The Technician – The Technician knows the nitty gritty of the tradecraft of the business. The Technician is focused on the work, is obsessed with the present, finding solutions to enhance the technical work of the business one step at time.

The Manager – The Manager is caught between the Technician and the Entrepreneur. Obsessed with pragmatism and predictability, The Manager is obsessed with the past, wishing for models and templates to guide the development of the business.

Gerber believes that every business owner is a blend of the Entrepreneur, Manager, and Technician personality types, but the balance is out of whack. 

If the personalities were equally balanced, we’d be describing an incredibly competent individual. The Entrepreneur would be free to forge ahead in new areas of interest; The Manager would be solidifying the base of operations; and The Technician would be doing what they do best.

Unfortunately, experience shows that few people who go into business are blessed with the proper balance. Instead, the typical small business owner is only 10% Entrepreneur, 20% Manager, and 70% Technician.

Every business wants to grow past the Technician Phase. In order to grow, you have to change. To change you have to develop and Gerber lays out a development cycle for business owners that ultimately leads to a mature and successful business.

The Business Maturity Cycle

Infancy/Technician Stage –  This is where the business and the owner are indistinguishable from one another. The business is the owner – if the owner wasn’t there, the business would disappear. You reach adolescence by realizing you need help to grow your business past the Technician Stage.

Adolescent Stage – You realize you need help. You reluctantly hire help but instead of delegating work, you abdicate responsibility. So, your business becomes a collection of processes you only half understand because you’re a Technician trying to run things from the inside.

Beyond the Comfort Zone – This is the painful part. If you’re a Technician running a business, you are actually running a job. To grow beyond the Technician Stage, you have to develop a business that can run without you. A Mature Business Model is one that can be worked on from the outside.

Maturity Stage – Successful businesses usually start from this phase. They know where they’ve come from and they know where they are headed. Mature Businesses mix two perspectives, the Entrepreneurial and the Technical, into what Gerber calls The Entrepreneurial Model.

Turn-Key Model – Thinking like a Franchise

Gerber believes that businesses need to operate more like franchises; turn-key business models with operational processes that can be easily learned by unsophisticated users, workflows that don’t rely on technical expertise to run properly. McDonald’s, basically.

McDonald’s delivers exactly what we expect, every single time. That’s what integrity is.

By developing a Franchise Prototype you can test assumptions, build experiments and optimize your business so that it is “systems-dependent,” not a “people-dependent business.”

Creating an Expert System

Most business owners hinge their success, or failure, on the quality of workers they get. Good help is hard to find, they say.

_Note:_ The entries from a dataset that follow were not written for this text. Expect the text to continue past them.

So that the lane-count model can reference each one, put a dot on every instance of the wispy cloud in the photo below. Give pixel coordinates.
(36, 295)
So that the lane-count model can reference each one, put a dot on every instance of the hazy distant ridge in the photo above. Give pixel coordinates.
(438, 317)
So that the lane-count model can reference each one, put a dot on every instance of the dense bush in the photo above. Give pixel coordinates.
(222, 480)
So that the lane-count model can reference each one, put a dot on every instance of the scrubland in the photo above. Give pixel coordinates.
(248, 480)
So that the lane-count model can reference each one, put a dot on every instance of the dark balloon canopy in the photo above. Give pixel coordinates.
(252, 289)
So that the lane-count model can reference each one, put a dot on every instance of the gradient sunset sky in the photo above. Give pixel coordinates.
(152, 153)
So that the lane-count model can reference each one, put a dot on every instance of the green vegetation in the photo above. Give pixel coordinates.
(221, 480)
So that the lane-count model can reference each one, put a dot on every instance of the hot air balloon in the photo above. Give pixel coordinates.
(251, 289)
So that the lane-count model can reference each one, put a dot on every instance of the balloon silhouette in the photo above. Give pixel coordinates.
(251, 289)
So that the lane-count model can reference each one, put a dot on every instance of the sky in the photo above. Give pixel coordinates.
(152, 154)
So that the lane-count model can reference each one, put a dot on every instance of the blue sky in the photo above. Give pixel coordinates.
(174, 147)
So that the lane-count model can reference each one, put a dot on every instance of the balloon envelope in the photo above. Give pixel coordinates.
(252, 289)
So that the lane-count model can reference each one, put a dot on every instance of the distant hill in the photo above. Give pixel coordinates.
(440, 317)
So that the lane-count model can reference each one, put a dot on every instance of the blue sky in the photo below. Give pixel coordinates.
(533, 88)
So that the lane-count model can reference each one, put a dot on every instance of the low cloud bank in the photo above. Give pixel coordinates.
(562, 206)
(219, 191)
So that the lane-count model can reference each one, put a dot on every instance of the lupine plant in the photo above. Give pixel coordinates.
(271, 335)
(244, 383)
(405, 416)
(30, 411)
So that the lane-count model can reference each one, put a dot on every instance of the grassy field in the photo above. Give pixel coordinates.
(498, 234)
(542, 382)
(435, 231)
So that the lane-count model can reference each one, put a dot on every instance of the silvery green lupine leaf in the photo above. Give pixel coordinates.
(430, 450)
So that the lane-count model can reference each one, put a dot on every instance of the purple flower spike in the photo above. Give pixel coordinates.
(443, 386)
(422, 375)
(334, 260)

Gerber believes that if you own a business, you can’t depend on hiring brilliant workers. If you need ‘the best,’ you will continually be disappointed. Rather than pine for better quality workers, you need to create the very best system through which good, decent workers can be leveraged to produce exquisite results. 

McDonald’s doesn’t look to hire French Fry Wizards, or only those with an MBA in Hamburger Development. Anyone can walk into a McDonald’s and follow the manual on how to create a burger, and produce the same exact results whether they are in Tulsa or Tibet.

That’s the extraordinary power of a Turn-Key Business Model. Once you fully understand and create systems that result in predictable service, you’re doing the extraordinary.